Pertanyaannya apakah dengan mengambil 40 persen hak partisipasi Rio Tinto di tambang Grasberg Papua setara dengan 40 persen saham PTFI?
Budi Gunadi Sadikin kepada Tirto mengatakan, hak kelola Rio Tinto secara de facto setara dengan penguasaan 40 persen saham PTFI. “Memang akan ditukar 1:1,” ucap Budi kepada Tirto.
Menteri BUMN Rini Soemarno sempat mengatakan dengan adanya aksi korporasi Freeport, maka saham pemerintah di PTFI yang sebelumnya 9,36 persen akan terdilusi menjadi 5,6 persen. Bila ditambah dengan jumlah saham hasil akuisisi terhadap saham saham FCX di PT Indocopper Investama, maka totalnya memang kurang lebih 51 persen saham pemerintah.
Direktur Keuangan Inalum, Orias Petrus Moedak menambahkan “dengan pembelian ini, Inalum akan memiliki 51 persen saham Freeport Indonesia yang beroperasi di Grasberg. Inalum juga tetap akan memiliki seluruh operasional yang akan dijalankan PTFI kalaupun nantinya PT FI melebarkan lahan tambang di luar Grasberg,” jelas Petrus.
Isi dari Heads of Agreement (HoA) yang diteken pekan lalu memang hanya Freeport dan pemerintah yang tahu persis. Namun, Menteri Keuangan Sri Mulyani dalam acara penandatanganan HoA, mengatakan secara garis besar kesepakatan itu mencakup harga dan struktur saham, yang akan dibuat rinci dalam joint venture agreement berikutnya.

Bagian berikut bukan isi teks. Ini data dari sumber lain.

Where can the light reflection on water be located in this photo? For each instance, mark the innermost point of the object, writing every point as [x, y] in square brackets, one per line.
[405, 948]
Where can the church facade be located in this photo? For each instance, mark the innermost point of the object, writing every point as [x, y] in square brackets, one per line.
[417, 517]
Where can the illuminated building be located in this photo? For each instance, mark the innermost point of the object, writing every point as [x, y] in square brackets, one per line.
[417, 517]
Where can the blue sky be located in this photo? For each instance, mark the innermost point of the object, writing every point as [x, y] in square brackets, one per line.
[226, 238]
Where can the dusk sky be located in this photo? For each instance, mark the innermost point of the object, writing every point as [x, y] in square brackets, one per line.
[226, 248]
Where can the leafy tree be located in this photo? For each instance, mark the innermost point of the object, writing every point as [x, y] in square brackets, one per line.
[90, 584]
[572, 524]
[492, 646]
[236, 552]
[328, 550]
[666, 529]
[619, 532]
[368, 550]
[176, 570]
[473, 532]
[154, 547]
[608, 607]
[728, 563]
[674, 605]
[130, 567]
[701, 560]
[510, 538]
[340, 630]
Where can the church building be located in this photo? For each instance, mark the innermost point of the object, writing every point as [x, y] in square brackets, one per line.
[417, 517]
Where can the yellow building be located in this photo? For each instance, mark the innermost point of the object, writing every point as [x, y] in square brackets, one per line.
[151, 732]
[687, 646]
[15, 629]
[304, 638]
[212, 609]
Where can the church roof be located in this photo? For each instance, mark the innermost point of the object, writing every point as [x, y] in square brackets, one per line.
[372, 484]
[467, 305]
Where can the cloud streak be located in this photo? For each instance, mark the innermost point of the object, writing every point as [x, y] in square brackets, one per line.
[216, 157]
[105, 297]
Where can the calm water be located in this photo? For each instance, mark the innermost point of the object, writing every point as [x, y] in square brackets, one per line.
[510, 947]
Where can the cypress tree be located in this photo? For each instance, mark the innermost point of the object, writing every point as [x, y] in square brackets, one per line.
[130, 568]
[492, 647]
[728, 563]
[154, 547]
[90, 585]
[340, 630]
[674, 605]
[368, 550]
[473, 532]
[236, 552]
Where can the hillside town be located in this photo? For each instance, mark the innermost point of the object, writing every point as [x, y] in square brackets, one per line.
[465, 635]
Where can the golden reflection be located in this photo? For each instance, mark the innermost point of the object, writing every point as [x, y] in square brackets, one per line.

Artinya masih ada proses lebih lanjut sebelum penguasaan 40 persen hak partisipasi Rio Tinto oleh pemerintah terkonversi menjadi 51 persen saham pemerintah di PTFI. Pihak PTFI dalam keterangan resminya menyebut HoA memang hanya bagian dari proses yang memungkinkan pemerintah untuk memiliki 51 persen saham PTFI. Di sisi lain, pemerintah menegaskan HoA sudah mengikat sebagai kesepakatan "setelah ada negosiasi dengan Freeport McMoRan, 40 persen hak partisipasi Rio Tinto akan menjadi saham."
"Tanda tangan HoA hari ini sudah mengikat," kata Menteri BUMN Rini Soemarno.
Sementara itu, Rio Tinto mengklaim HoA divestasi saham PT Freeport Indonesia tidak bersifat mengikat. Adapun Rio Tinto mengindikasikan bahwa perjanjian tersebut tak lebih dari sekadar jalan masuk untuk dapat membeli hak partisipasi Rio Tinto di tambang PTFI
“PT Indonesia Asahan Aluminium (Inalum), Rio Tinto, dan Freeport McMoran, Inc telah menandatangani perjanjian yang tidak mengikat dalam kaitannya dengan kepemilikan tambang Grasberg di Indonesia pada masa mendatang,” jelas Rio Tinto dalam situs resminya.
Kesepakatan HoA belum bisa menjadi klaim pemerintah menguasai mayoritas saham di PTFI, karena proses pembelian hak partisipasi di tambang Grasberg oleh Rio Tinto saja belum final, dan bisa saja bakal ada drama baru.